が、航術士たちには分かっていた。この遊馬は、電脳による制御を前提に造られている。つまり、直接制御が簡単に行える船ではないのだ。回避行動は、まず間に合わないだろう。
「この船は、やはりサイレンに呼ばれてるんだ……」
絶望したように呟く一人を、航術長は、ハッとしたように見た。
「ああ……なるほど。そういうことか。まったく、分かり難いことを……」
そして航術長は呟くと押し殺した笑い声を漏らす。
「航術長……」
そんな航術長を、少女の面影を残す航術士を途方に暮れたように見つめる。それに気づいたらしく、航術長は大きく深呼吸した。
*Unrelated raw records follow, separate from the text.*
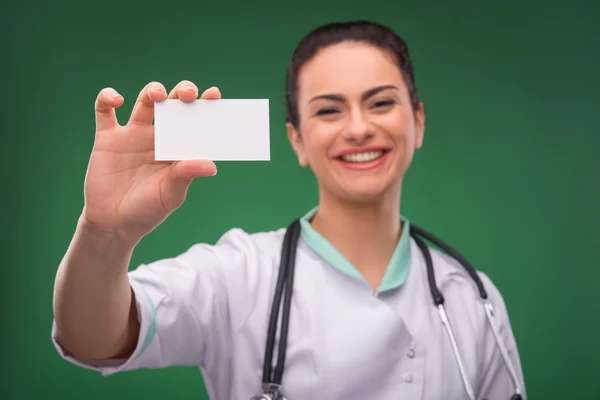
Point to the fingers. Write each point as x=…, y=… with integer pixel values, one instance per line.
x=108, y=99
x=180, y=175
x=184, y=91
x=212, y=93
x=143, y=110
「大丈夫。まず、ぶつかりません。最悪でも、あっちが避けてくれるはずです」
星々を呑み込みながら広がる黒い穴。その端から、小さな炎が瞬いた。
次の瞬間、遊馬よりも大きな影が、船の、すぐ脇を駆け抜けていった。いや、正しくは影の脇を、遊馬が駆け抜けていったのだろう。
歌声は、徐々に小さくなり、そして間もなく消えた。
「間一髪……でしたね」
少女の面影を残した若い航術士が、尊敬の眼差しで航術長を見る。
「いったい何だったのかねぇ……」
航術長は、自らの席に深く腰掛けると呟いた。
「どういうことだったんだ?」
船長は尋ねる。
「クラッカーの思惑は、我々に、サイレンに出くわした際の、普通の対応をして欲しかったんでしょう。そして、その対応を取らなかった場合の対策まで、仕込んでおいた、と」
「なるほどな……」
航術長のこたえに、船長は感心したように言う。
要するに、クラッキングを仕掛けてきた相手は、この遊馬に進路を変えて欲しかったのだ。
「一応、中継点の管制に、ニアミスの報告を入れるべきかと思いますが……」
いったい、どう報告したものか、とでも言いたげに、航術長は頭をかいた。
間もなく、遊馬の通信系を始めとする全ての機能が復旧した。が、歌声が流れている間の、全ての記録は失われていた。
『恒星間貨客船・遊馬サイレンに遭遇」
数時間後、そのニュースは、ゴシップ報道に乗って光より速く周辺の宙域を駆けめぐったのだった。